Administration officials reject the criticism because banking is part of a financial system, in which the owners of bank equity - such as pension funds - are the same entitites that will be investing in toxic assets anyway. Seen this way, the plan simply helps to rearrange the location of these assets in the system in a way that is more transparent and acceptable to markets.
I’m particularly disappointed at the way this issue seems to have become politicized already, with Baucus (rightly) calling the idea of banks swapping their toxic assets at inflated prices absurd, and “Administration officials” going so far as to actively defend the idea.

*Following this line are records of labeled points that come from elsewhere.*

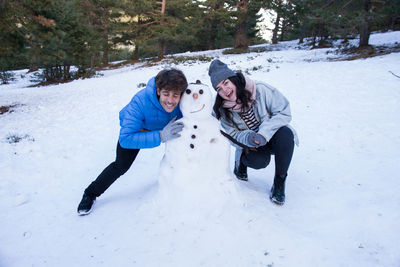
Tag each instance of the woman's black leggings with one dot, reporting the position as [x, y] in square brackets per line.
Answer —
[109, 175]
[281, 145]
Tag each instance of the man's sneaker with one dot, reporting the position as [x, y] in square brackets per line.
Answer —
[277, 194]
[240, 171]
[86, 205]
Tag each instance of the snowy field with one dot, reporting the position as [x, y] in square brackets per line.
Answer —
[342, 199]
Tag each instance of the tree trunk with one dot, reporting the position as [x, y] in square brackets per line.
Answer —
[161, 42]
[302, 33]
[136, 52]
[276, 29]
[241, 40]
[283, 30]
[105, 45]
[365, 27]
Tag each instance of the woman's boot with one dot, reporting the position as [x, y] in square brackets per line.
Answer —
[277, 194]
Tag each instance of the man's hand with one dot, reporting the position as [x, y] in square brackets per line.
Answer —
[171, 130]
[256, 140]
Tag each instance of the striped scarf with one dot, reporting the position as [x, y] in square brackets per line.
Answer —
[250, 119]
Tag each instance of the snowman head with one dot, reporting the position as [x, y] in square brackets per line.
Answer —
[196, 101]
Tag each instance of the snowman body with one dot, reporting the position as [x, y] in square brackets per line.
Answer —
[195, 168]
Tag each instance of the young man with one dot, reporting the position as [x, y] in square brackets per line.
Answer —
[146, 121]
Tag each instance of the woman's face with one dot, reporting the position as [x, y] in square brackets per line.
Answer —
[227, 90]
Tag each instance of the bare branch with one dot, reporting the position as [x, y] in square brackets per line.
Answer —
[394, 74]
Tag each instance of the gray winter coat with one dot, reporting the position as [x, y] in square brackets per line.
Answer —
[270, 107]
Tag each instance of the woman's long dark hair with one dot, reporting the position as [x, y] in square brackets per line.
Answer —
[243, 97]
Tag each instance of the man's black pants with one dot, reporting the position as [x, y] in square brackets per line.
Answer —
[109, 175]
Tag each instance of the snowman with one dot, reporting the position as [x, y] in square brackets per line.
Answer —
[195, 170]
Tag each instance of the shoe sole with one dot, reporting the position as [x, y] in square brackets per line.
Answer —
[276, 202]
[83, 213]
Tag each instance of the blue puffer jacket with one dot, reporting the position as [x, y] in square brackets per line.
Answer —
[143, 118]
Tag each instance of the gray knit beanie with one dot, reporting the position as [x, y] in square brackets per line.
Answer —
[218, 72]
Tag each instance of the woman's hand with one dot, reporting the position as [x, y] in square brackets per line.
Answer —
[254, 139]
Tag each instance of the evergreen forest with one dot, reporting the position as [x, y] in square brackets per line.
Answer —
[69, 39]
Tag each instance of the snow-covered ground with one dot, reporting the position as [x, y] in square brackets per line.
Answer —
[343, 200]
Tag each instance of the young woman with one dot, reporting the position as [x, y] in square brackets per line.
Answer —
[257, 116]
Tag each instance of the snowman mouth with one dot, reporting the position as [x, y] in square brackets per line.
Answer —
[199, 109]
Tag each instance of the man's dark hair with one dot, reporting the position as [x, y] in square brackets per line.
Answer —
[171, 79]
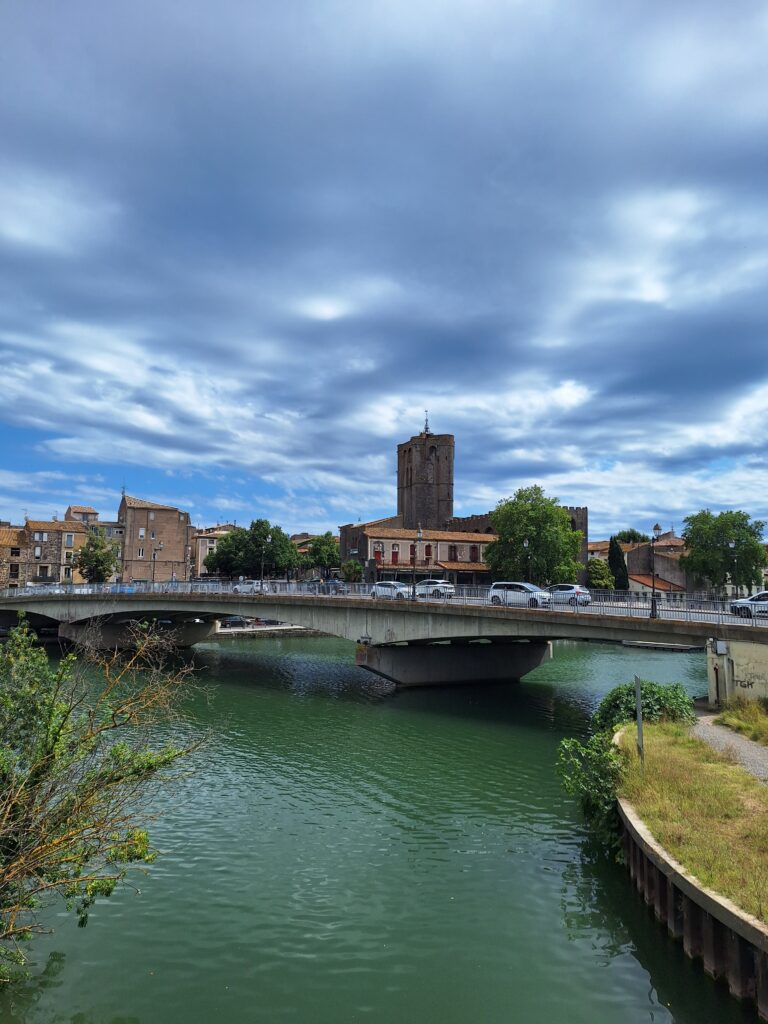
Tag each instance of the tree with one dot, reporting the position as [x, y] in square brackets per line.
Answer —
[324, 552]
[244, 552]
[98, 558]
[617, 564]
[551, 554]
[724, 548]
[632, 537]
[599, 574]
[76, 766]
[351, 570]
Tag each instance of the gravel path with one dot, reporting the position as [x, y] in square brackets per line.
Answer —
[752, 756]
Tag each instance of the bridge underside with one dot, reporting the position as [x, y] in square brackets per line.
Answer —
[456, 662]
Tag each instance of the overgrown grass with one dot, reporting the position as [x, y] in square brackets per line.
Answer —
[748, 717]
[710, 814]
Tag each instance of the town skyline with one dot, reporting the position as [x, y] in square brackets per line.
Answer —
[242, 249]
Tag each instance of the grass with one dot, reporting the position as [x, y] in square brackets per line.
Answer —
[709, 813]
[748, 717]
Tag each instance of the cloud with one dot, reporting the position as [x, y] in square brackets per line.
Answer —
[242, 250]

The administration defense seems extremely thin to me: for one thing, there’s still a big disconnect between bond investors and equity investors, so it’s really not true that the owners of bank equity — especially the owners of common stock — are the same people who are going to be investing in toxic assets anyway.
But insofar as it is true, then that only serves to ratify the dark musings of Steve Waldman, who reckons that the biggest fund managers will be perfectly happy to deliberately overpay for toxic assets so long as that prevents them from having to take large losses on all the bank debt (and even equity) that they own.
Looked at this way, the combination of letting banks bid on each others’ toxic assets, along with the weakening of mark-to-market rules, will serve to maximize opacity, minimize the chances that insolvent banks will be revealed as such, and render the government’s stress tests an exercise in rubber-stamping utterly unrealistic balance sheets. The risks of a Japan-style lost decade seem higher than ever.